Por que o código florestal que tramita no congresso não pode ser aprovado: Matas ciliares
A proposta de código florestal entregue ao congresso sugere a redução nas áreas vegetadas às margens de rios com menos de 5 m de largura. A redução das matas ciliares legalmente protegidas será de 30 m a partir da margem do rio na cheia para 15 m a partir da margem do rio na seca para cada lado. Os rios mais afetados por esta mudança seriam os de cabeceira, rios já muito degradados por pastagens e assoreamento.
Metade das espécies de anfíbios da Mata Atlântica são restritas a este ambiente, 45 espécies de peixes ameaçados de São Paulo só ocorrem nestes riachos de cabeceira, sem falar em borboletas, mamíferos semi-aquáticos e plantas restritos a este ambiente. As matas ciliares servem de corredores para a dispersão de vegetais e conexão de populações isoladas pela fragmentação da paisagem, impactos em áreas de cabeceira descem os rios com a correnteza afetando-os como um todo. Impactos aí podem resultar em epidemias de dengue e hantavirose, entre outras doenças.
A preservação das matas ciliares e seu referencial a partir da margem do rio na cheia são essenciais para a manutenção destes ambientes e de outros que dele dependem. Em vez de reduzir a área de reserva às margens dos rios o novo código florestal deveria estimular sua recuperação.
Quando a Ciência e a Conservação caminham juntas pela sustentabilidade
Tenho uma visão meio pessimista sobre a sustentabilidade da nossa espécie. Participei recentemente da Semana Nacional de Ciência e Tecnologia, cujo tema era Ciência para a Sustentabilidade, mas confesso que sou meio descrente desta tal sustentabilidade.
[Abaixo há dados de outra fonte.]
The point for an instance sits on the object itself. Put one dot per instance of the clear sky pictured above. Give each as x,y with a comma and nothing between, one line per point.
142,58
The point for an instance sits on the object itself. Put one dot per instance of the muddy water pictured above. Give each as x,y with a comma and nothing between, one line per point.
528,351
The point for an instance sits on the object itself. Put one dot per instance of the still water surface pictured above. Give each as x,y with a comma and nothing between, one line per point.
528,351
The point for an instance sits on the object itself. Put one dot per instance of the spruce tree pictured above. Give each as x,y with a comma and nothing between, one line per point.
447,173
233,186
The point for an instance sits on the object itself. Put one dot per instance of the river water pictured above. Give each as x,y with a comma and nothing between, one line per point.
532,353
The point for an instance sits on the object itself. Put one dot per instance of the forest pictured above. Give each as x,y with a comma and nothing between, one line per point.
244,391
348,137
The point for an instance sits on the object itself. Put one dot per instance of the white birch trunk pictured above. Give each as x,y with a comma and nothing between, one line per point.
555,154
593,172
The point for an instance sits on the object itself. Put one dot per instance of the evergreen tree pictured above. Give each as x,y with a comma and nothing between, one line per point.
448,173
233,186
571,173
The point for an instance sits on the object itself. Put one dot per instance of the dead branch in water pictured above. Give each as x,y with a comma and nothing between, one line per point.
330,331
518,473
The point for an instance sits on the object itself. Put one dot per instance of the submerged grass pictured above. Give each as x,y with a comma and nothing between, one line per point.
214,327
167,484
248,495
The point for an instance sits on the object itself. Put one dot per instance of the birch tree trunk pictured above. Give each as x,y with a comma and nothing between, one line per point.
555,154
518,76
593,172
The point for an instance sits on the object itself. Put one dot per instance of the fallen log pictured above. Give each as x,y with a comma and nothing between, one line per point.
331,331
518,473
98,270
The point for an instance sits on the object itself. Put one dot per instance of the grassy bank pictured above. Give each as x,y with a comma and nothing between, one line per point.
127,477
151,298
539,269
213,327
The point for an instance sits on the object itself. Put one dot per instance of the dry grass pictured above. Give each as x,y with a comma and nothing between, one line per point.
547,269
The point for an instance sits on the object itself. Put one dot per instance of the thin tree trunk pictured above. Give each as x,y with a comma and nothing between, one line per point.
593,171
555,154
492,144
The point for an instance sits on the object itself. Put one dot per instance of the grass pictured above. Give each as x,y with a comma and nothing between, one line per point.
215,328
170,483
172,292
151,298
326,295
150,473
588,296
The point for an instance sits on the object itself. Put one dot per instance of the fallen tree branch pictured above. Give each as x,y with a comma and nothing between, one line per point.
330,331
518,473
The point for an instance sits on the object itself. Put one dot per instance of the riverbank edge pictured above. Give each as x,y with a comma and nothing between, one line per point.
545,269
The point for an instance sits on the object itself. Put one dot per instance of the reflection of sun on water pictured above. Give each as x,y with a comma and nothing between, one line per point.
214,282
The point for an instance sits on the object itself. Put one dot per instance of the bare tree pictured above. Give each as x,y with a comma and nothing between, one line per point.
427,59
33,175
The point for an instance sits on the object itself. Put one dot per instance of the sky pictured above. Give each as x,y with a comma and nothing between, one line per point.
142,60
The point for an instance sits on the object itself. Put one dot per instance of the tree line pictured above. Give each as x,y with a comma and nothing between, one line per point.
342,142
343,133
Até ponho nas justificativas de meus pedidos de financiamento o valor dos dados que prometo gerar na conservação, mas sei que pouco farei para implementá-los como ferramentas da conservação. Esta é sim uma auto-crítica. No entanto, hoje escrevo sobre um artigo que me ensinou como os dados que geramos no laboratório podem ser ferramentas vitais para a manutenção da existência de espécies, paisagens e, em última instância, da nossa própria espécie.
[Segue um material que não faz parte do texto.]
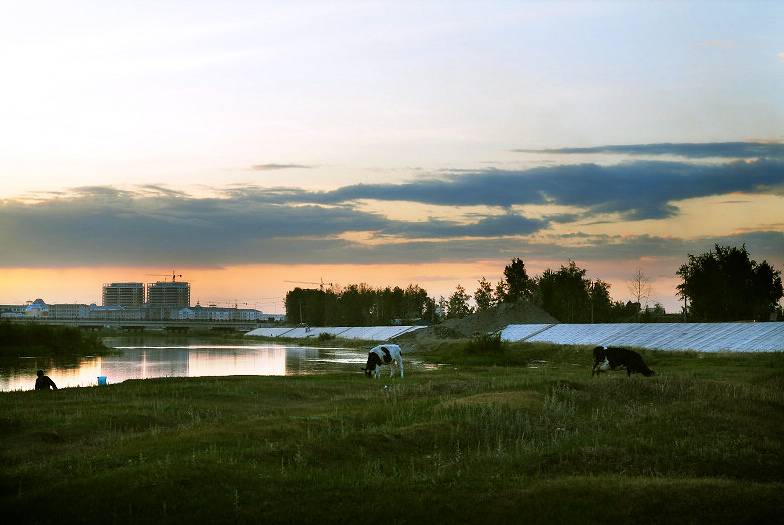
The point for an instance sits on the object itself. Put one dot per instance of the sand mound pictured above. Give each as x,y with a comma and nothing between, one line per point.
492,320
O documento síntese da avaliação do novo código florestal brasileiro, assinado pelos pesquisadores Thomas M. Lewinsohn, Jean Paul Metzger, Carlos A. Joly, Lilian Casatti, Ricardo R. Rodrigues e Luiz A. Martinelli, será melhor explorado numa seção especial da revista Biota Neotropica em breve, mas o documento síntese já mostra como a capacidade de previsão que caracteriza a ciência pode nos apontar os resultados de ações humanas sobre a natureza. Uma revisão do código florestal brasileiro em construção atualmente traz modificações cujos impactos são assustadores. Algumas das propostas mais controversas são a redução das áreas de reserva legal e de preservação permanente, redução de 30% na área de preservação da Amazônia Legal e anistia aos proprietários de áreas desmatadas anteriores a 2008. Alterações como estas têm resultados cientificamente previsíveis como a perda de espécies, redução da prestação de serviços ecossistêmicos, aumento das emissões de gás carbônico e dos impactos de atividades humanas.
Oito pontos chave foram levantados pelos pesquisadores como geradores de impactos relevantes. Serão estes oito pontos que abordarei na série que se inicia amanhã intitulada: “Por que o código florestal que tramita no congresso não pode ser aprovado”. Serão abordados a redução das matas ciliares, fim da preservação das áreas de várzea, dos topos de morro e altiplanos, redução da Amazônia Legal, das reservas legais, compensação da reserva legal dentro do mesmo bioma, inclusão das áreas de preservação permanente dentro da reserva legal e liberação do plantio de espécies exóticas nas reservas legais.
Reconhecidamente o Brasil peca mais pela dificuldade em fazer cumprir suas leis do que pela existência de leis ruins. No entanto, este problema não se resolve reduzindo o rigor da lei para tornar menor o número de punições. O necessário é fazer-se cumprir leis que tenham embasamento.